India Debt Collection – An Overview

  • Lawyers, Collection agencies and creditors handle debts.
  • The Collection business is a relatively new concept in India, which was not treated as a specialized job.  It was always treated as one of the jobs that legal departments of the banks and financial institutions were required to undertake to recover its Non-Productive Accounts (NPA’s).
  • India, with Increased business expansion and globalization, has now widely accepted Debt Collection causing it to become a specialized job.
  • The third-party debt collection industry now plays an important role in the Indian economy by collecting on past-due accounts referred to it.
  • Recovery actions and efforts in India are all focused on treating the debtor with fairness and making reasonable demands. There are many laws against harassment and threats to take away personal property. The laws and regulations in India encourage debt collection representatives to always treat the debtor with respect and courtesy.
  • The Indian legal system has the remedies available under the law to collect debts if the debtor does not agree to pay under normal circumstances. The creditor may file a suit for its recovery; debts based on written contracts could be recovered by followed fast track procedure (Summary Suits) or can go for Winding up of the Company.
  • As per the guideline of RBI, no Indian can collect money on behalf of a foreign client in India. Thus, we instruct the debtors to remit the payment to the original creditor’s account.

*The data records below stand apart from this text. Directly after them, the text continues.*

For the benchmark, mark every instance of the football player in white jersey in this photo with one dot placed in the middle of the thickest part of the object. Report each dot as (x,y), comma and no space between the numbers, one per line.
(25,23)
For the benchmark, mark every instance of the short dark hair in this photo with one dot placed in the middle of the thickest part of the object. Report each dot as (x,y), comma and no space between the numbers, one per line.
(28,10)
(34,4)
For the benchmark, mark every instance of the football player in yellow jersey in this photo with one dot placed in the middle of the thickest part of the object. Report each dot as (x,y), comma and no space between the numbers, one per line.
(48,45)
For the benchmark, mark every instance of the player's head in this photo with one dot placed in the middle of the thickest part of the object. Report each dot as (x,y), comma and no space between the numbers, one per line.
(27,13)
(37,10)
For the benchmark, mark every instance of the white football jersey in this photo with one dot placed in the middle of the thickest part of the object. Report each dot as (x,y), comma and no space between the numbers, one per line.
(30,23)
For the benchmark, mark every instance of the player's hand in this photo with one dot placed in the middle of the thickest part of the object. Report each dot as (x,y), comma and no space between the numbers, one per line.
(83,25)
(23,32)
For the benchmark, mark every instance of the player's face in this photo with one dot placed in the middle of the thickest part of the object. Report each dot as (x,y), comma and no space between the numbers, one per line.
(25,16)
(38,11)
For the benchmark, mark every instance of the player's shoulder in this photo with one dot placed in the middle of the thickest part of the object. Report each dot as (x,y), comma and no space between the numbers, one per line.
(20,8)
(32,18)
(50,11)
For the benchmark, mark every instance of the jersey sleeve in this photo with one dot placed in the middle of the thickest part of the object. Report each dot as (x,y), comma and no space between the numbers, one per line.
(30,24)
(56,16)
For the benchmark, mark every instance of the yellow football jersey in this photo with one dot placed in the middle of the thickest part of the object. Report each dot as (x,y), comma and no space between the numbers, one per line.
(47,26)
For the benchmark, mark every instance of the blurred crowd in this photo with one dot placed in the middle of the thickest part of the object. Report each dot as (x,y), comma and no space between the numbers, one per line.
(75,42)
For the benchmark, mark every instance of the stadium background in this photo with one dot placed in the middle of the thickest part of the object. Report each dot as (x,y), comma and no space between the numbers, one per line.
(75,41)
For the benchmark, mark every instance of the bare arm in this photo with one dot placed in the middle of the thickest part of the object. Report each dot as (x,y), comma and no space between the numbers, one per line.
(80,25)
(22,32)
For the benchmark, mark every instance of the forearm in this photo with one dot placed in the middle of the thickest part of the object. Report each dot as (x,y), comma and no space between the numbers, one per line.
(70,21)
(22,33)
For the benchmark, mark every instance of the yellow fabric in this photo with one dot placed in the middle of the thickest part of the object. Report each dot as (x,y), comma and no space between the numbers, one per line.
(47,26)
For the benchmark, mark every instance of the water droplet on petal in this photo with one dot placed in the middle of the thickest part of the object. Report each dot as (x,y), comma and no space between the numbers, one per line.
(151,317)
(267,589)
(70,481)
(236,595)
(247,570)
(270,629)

Critical Factors for Collection 

  • Liquidity
  • Disputes
  • Traceability
  • Intentional Denial / fraudulent activities
  • Lack of transparency in documentation
  • Change of agreement terms in between the two parties without proper documentation (like Mode of transport / payment terms / quality level / delivery location etc.)

Limitation Period

As per Limitation Act, 1962, the limitation is 3 years. However, if at any point the debtor makes a partial payment or a written acknowledgment of the debt, the period is extended for three more years from this date.

Jurisdiction

  • If specifically mentioned in the contract, then one can file only in that place. In case, jurisdiction is not mentioned in contract, proceedings can take place where defendant is present or where cause of action has arisen.
  • But a Winding up petition can be filed only where the Registered Office of the defendant company is situated irrespective of the fact that in the Contract, Jurisdiction mentioned is in another place.

Legal  Procedures

  • Recovery Suits
    • Costly & time consuming.
    • Cost differs from state to state as Court fee rates vary.
  • Winding Up Petition
    • Possible in case debtor is a registered company and undisputable acknowledgement from debtor is available
    • Cost competitive
    • Time effective
    • No jurisdiction issue & can be filed only at the place of Registered Office.
    • Results in amicable settlement in case debtor wants to remain in business
  • Summary Suits
    Summary proceedings are possible under certain circumstances where claim is based on invoices and specific written Contracts etc.
  • Criminal
    • In case of returned cheques: Complaint u/s 138 of Negotiable Instruments Act, 1988 is filed.
    • Possible where misrepresentation and fraud by debtor
  • Alternate Dispute Resolution
    Arbitration as per mutually agreeable terms or under arbitration and Conciliation Act, 1996
  • Other Legal Options
    Execution of decree / court order obtained from a foreign court (depends on whether a country Treaty is existing)

Legal Process

  • Full certified documents
  • Legal fees
  • Filing of case
  • Legal Cycle –2 to 3 years  (can go beyond depending on case)

Withholding tax

  • Withholding tax is a government requirement for the payer of an item of income to withhold or deduct tax from the payment, and pay that tax to the government.
  • The rates are general and in respect of the countries with which India does not have a double taxation avoidance agreement (DTAA).